После подобных высказываний, как правило, начинались жаркие дискуссии.
В конце мая Клаус впервые после ранения встал на ноги. Еще через месяц он отложил в сторону костыли, но окончательно хромота не проходила, и он понимал, что ему еще долго придется пользоваться тростью. В середине лета он уехал в свое скромное родовое имение под Ольденбургом. Клаус еще не был уволен из ВМФ и считался отпускником по ранению.
Однажды, в середине августа, к парадному крыльцу дома подъехало несколько легковых автомобилей. Услыхав шум хлопающих дверей и выглянув в окно, Клаус увидел группу старших морских офицеров, направлявшихся ко входу. Он запахнул халат, взял трость и стал спускаться в холл, где Вильгельм — старый денщик его отца — уже впускал гостей.
Вошедшие офицеры сняли фуражки и держали их в левых, согнутых в локте руках, козырьками вперед. Они молча ждали, когда Клаус сойдет вниз по лестнице. По их церемониальному виду и многоярусным галунам на рукавах он понял, что случилось нечто важное.
Вперед выступил красивый немолодой адмирал с седеющими висками и печальным лицом. Клаус узнал Эриха Редера и замер у последней ступеньки лестницы.
— Гроссадмирал! — произнес он тихо.
Редер отдал свою фуражку адъютанту и подошел. Они не были знакомы, но он обратился по имени.
— Клаус, у меня плохие новости, мужайтесь.
Редер слегка повернул голову. Адъютант извлек из своей папки какой-то документ и передал ему.
— Две недели назад у западного побережья Африки подорвался на мине итальянский пароход «Литторио». Среди пассажиров парохода были ваши родители. Они возвращались в рейх инкогнито. Из пассажиров спаслось лишь несколько человек. Увы, как нам стало окончательно известно два дня назад, в списке спасенных супружеской четы Тротта нет.
Редер протянул двойной, сложенный пополам в виде папки лист жесткой бумаги кремового цвета, каждая половина которого была обведена черной рамкой и украшена имперской печатью.
— Это официальное свидетельство о смерти Йозефа фон Тротта и его жены. Здесь точное время и координаты гибели «Литторио». Документ заверен канцелярией Генерального штаба Кригсмарине и подписан мною.
Слегка подрагивающей рукой Клаус взял свидетельство и стоял с ним, не зная, что сказать.
— Генеральный штаб искренне разделяет с вами эту утрату, лейтенант.
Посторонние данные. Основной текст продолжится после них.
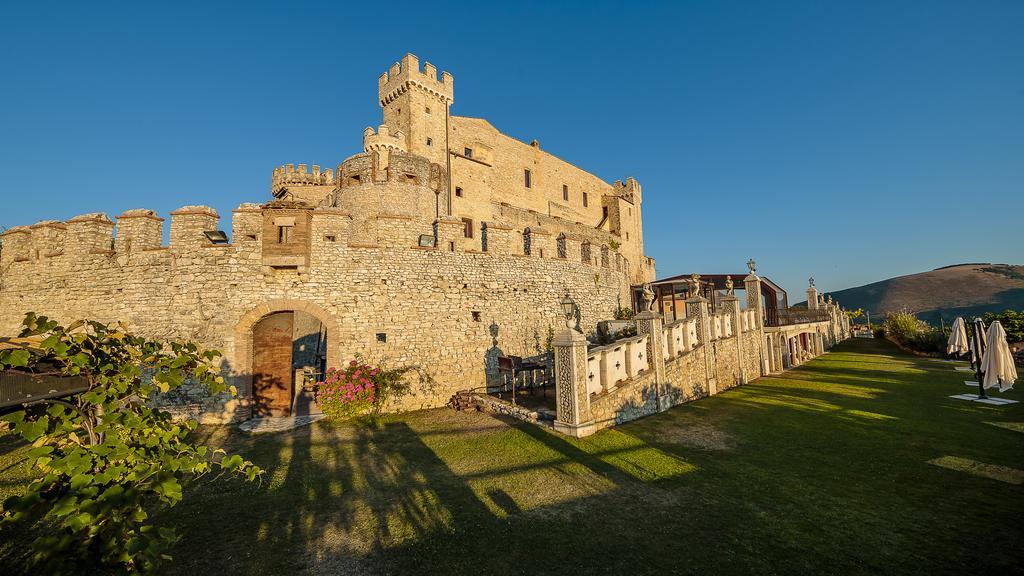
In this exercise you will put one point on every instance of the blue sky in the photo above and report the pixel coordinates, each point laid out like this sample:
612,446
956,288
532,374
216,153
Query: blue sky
852,141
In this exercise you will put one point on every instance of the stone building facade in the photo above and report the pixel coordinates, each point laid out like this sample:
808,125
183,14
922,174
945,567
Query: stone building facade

Фюрер также поручил мне передать вам слова соболезнования. Он знает о вашем тяжелом ранении и готов принять участие в вашей дальнейшей судьбе.
Гроссадмирал взял Клауса под локоть, подвел к свите и представил ему каждого из офицеров. Клаус увидел в глазах адмиралов и капитанов сочувствие и был тронут.
— Кофе, господа? — предложил он, когда все надели фуражки.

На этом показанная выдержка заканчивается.